Office of the Attorney General
Attorney General Stumbo Announces State Receives $833,000 in Supplemental Tobacco Payments

Press Release Date:  Monday, June 04, 2007  
Contact Information:  Vicki Glass, 502-696-5643 Office  


Attorney General Greg Stumbo announced that Kentucky today received a supplemental payment of $833,000 under the 1998 tobacco Master Settlement Agreement (MSA). This payment is the state’s share of the $47.3 million in distributions made now, following the distributions of the annual payment of $6.02 billion that was made in April to the 52 states and territories that are part of the MSA.

The bulk of today’s distribution came from R.J. Reynolds Tobacco Company and Lorillard Tobacco Company. These companies have placed funds into a disputed payments account because of a dispute over the application of the “Non-Participating Manufacturer Adjustment” to the annual payments based on sales years 2003 and 2004. The companies released the funds because PricewaterhouseCoopers, the independent auditor to the MSA, has reduced the maximum potential amounts of these “Non-Participating Manufacturer Adjustments.” There was no similar release of funds from Philip Morris because, unlike R.J. Reynolds and Lorillard, it has not placed funds into the disputed payments account.

“It’s important that Kentuckians due money from the MSA receive all they are entitled,” said Attorney General Stumbo. “The MSA is primarily a public health agreement. As advocates for the public interest, we believe it is important to enforce all provisions and ensure that every dollar of the state’s share is received.”

Today’s distribution also includes late payments, primarily from the General Tobacco Company of Miami, and a smaller amount from the estate of a tobacco company that is being liquidated after filing for bankruptcy.

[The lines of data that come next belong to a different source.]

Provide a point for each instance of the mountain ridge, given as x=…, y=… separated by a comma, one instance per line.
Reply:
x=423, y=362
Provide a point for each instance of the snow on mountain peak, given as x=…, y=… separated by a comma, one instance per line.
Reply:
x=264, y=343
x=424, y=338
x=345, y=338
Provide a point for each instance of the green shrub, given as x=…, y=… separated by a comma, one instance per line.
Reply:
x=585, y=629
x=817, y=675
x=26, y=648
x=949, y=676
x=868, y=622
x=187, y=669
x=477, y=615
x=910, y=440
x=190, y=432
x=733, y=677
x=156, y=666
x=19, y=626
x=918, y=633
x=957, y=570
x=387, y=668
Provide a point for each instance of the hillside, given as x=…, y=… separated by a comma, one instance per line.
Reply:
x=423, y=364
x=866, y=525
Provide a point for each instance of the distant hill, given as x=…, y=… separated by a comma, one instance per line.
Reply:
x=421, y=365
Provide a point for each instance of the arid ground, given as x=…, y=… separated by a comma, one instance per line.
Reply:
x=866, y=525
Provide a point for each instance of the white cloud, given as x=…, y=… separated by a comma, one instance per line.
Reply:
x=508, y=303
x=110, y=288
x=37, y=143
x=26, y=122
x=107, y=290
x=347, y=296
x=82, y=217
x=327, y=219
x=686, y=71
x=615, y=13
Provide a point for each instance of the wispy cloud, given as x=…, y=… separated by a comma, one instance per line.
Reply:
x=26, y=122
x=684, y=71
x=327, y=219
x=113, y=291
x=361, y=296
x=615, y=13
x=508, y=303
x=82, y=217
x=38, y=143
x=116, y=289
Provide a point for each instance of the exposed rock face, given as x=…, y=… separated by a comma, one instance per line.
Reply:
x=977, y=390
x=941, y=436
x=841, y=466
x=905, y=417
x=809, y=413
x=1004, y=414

The MSA requires all the tobacco companies that are signatories to the agreement to make annual payments to the states in perpetuity. The payments are based on each company’s market share and were valued at $206 billion over the first 25 years of the agreement. In addition, the companies that participate in the agreement have agreed to abide by an extensive set of restrictions on their advertising, marketing and promotion of cigarettes, especially to youth. Thus far, the states have received more than $53.7 billion in payments under the settlement. The Kentucky Office of the Attorney General has been directly involved in the litigation and negotiations resulting in these and other MSA payments.